Comment by larodi

Comment by larodi 3 days ago

5 replies

I'm waiting for peoples of AI to discover syllogism and inference in its original PROLOG sense, which this CoT abomination basically tries to achieve. Interestingly, if all logical content is translated to rules, and then only rules are fed into the LLM training set, what would the result be, and can the probabilistic magic be made into actually following reason without all the dice.

trescenzi 3 days ago

Right we’ve now gotten to the stage of this AI cycle where we start using the new tool to solve problems old tools could solve. Saying a transformer can solve any Formally decidable problem if given enough tape isn’t saying much. It’s a cool proof, don’t mean to deny that, but it doesn’t mean much practically as we already have more efficient tools that can do the same.

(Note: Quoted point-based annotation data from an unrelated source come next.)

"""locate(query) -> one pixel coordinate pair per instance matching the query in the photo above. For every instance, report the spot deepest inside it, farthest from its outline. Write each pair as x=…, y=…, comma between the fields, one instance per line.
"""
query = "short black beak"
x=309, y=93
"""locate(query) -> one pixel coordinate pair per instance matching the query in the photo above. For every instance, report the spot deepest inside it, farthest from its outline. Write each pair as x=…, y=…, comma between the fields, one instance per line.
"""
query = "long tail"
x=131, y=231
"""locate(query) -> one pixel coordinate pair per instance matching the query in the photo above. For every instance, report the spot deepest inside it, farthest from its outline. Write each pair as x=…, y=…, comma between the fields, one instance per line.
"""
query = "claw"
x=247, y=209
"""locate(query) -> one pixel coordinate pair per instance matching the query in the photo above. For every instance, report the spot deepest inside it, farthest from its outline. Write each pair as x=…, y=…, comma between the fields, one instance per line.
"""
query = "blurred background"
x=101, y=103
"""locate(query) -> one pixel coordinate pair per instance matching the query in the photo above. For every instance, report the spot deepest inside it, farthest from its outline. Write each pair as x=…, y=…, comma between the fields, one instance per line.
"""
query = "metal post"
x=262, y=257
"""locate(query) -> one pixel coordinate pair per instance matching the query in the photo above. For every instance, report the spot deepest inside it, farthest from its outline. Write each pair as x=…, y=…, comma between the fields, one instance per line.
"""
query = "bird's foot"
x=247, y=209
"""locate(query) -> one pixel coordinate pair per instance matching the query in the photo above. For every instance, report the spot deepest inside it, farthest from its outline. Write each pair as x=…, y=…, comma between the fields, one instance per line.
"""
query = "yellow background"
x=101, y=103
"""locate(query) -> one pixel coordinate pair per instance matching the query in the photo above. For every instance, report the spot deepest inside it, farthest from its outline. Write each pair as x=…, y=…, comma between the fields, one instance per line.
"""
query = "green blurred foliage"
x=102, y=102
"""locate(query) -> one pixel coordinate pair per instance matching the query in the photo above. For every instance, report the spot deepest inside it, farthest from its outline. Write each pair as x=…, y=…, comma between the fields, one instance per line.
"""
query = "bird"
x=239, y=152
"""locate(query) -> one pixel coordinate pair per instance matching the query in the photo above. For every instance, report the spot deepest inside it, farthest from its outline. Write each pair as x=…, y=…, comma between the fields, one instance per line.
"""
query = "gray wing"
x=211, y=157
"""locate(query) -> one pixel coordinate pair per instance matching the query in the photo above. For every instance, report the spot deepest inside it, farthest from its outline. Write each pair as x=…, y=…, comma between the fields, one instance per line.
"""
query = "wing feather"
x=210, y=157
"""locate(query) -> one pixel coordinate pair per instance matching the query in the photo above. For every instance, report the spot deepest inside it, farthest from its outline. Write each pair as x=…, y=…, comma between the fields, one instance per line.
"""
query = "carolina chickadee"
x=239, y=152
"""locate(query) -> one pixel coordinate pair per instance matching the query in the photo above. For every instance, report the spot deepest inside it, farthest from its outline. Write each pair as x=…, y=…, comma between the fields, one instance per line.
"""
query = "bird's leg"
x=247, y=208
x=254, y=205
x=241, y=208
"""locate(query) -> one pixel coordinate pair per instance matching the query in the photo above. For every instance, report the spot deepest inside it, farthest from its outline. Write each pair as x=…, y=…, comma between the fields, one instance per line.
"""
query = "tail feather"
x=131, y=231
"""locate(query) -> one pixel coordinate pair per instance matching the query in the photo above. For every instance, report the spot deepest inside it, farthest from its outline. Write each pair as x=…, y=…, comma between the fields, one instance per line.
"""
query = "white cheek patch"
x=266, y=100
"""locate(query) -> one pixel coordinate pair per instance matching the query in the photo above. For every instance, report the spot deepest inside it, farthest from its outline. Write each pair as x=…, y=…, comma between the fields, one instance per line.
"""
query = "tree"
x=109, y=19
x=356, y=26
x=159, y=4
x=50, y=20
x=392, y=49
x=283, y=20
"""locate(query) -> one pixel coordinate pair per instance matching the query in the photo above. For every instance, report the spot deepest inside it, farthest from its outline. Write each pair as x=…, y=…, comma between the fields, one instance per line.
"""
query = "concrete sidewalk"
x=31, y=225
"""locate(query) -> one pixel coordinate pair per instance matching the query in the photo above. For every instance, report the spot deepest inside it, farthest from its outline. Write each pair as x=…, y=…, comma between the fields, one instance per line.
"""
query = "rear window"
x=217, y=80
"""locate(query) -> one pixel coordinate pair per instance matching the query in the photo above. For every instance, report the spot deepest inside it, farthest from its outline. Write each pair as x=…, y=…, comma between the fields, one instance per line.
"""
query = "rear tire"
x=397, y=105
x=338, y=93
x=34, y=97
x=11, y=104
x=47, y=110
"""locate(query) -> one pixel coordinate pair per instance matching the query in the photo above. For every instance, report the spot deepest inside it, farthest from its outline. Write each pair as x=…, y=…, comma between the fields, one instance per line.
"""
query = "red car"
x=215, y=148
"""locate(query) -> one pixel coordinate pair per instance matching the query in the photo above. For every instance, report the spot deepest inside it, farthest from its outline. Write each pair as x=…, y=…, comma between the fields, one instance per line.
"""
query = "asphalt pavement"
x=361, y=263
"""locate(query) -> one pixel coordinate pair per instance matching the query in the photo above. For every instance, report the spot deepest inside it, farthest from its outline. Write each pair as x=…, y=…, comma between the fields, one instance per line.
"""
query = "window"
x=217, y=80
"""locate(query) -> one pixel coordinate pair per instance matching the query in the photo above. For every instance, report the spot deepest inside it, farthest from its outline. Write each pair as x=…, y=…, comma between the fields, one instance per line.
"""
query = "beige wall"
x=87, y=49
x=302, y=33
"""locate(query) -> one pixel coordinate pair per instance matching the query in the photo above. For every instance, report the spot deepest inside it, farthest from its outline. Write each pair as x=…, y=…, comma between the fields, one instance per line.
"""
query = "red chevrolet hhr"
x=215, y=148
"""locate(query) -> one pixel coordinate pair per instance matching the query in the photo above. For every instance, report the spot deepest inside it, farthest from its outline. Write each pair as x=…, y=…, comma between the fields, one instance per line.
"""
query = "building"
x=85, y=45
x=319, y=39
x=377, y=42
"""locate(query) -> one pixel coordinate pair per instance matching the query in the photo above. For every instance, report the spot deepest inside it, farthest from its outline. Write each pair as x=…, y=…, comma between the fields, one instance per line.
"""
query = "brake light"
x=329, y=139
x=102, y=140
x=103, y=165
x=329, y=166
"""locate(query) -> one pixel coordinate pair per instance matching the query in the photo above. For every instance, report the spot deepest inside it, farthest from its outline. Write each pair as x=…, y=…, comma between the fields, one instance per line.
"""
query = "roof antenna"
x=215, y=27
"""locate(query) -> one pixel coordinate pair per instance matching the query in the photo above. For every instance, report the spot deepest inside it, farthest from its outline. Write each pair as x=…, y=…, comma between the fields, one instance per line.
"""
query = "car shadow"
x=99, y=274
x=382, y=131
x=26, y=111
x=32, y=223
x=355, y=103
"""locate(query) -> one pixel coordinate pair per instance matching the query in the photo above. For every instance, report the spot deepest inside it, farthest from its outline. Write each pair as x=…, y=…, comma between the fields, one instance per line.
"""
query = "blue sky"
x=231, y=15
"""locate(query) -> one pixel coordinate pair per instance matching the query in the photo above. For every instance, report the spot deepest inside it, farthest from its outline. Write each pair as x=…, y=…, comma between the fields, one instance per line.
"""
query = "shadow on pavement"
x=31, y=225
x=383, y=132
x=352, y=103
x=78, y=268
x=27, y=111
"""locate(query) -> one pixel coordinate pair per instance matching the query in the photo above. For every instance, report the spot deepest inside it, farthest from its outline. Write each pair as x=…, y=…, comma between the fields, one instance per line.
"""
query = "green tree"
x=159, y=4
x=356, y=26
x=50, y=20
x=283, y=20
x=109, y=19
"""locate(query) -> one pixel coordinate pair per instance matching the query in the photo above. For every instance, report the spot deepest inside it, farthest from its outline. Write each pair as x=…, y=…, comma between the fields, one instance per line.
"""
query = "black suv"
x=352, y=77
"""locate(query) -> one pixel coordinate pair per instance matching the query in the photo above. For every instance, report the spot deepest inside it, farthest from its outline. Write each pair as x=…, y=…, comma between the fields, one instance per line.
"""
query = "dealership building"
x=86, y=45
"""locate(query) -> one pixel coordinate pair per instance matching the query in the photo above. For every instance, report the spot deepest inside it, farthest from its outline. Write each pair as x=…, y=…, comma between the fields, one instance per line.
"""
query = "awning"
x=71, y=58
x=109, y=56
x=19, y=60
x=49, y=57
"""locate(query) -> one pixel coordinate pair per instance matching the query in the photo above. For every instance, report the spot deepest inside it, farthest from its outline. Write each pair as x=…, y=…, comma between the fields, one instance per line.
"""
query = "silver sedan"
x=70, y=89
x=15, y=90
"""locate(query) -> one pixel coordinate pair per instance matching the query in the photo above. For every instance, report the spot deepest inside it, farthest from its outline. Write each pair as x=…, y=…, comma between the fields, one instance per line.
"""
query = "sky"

  • marcosdumay 3 days ago

    What I don't get is... didn't people prove that in the 90s for any multi-layer neural network? Didn't people prove transformers are equivalent on the transformers paper?

sunir 3 days ago

I was thinking about the graphrag paper and prolog. I’d like to extract predicates. The source material will be inconsistent and contradictory and incomplete.

Using the clustering (community) model, an llm can summarize the opinions as a set of predicates which don’t have to agree and some general weight of how much people agree or disagree with them.

The predicates won’t be suitable for symbolic logic because the language will be loose. However an embedding model may be able to connect different symbols together.

Then you could attempt multiple runs through the database of predicates because there will be different opinions.

Then one could attempt to reason using these loosely stitched predicates. I don’t know how good the outcome would be.

I imagine this would be better in an interactive decision making tool where a human is evaluating the suggestions for the next step.

This could be better for planning than problem solving.

pkoird 3 days ago

I've said this before and I'll say it again: Any sufficiently advanced LLM is indistinguishable from Prolog.

detourdog 3 days ago

I’m surprised that understanding how to be thought unfolds is being considered not relevant to the answer. I have done a lot of problem solving in groups and alone. How thoughts develop seems fundamental to understand the solutions.

The story regarding the banning of terms that can be used with a reasoning system is a big red flag to me.

This sort of knee jerk reaction displays immature management and an immature technology product.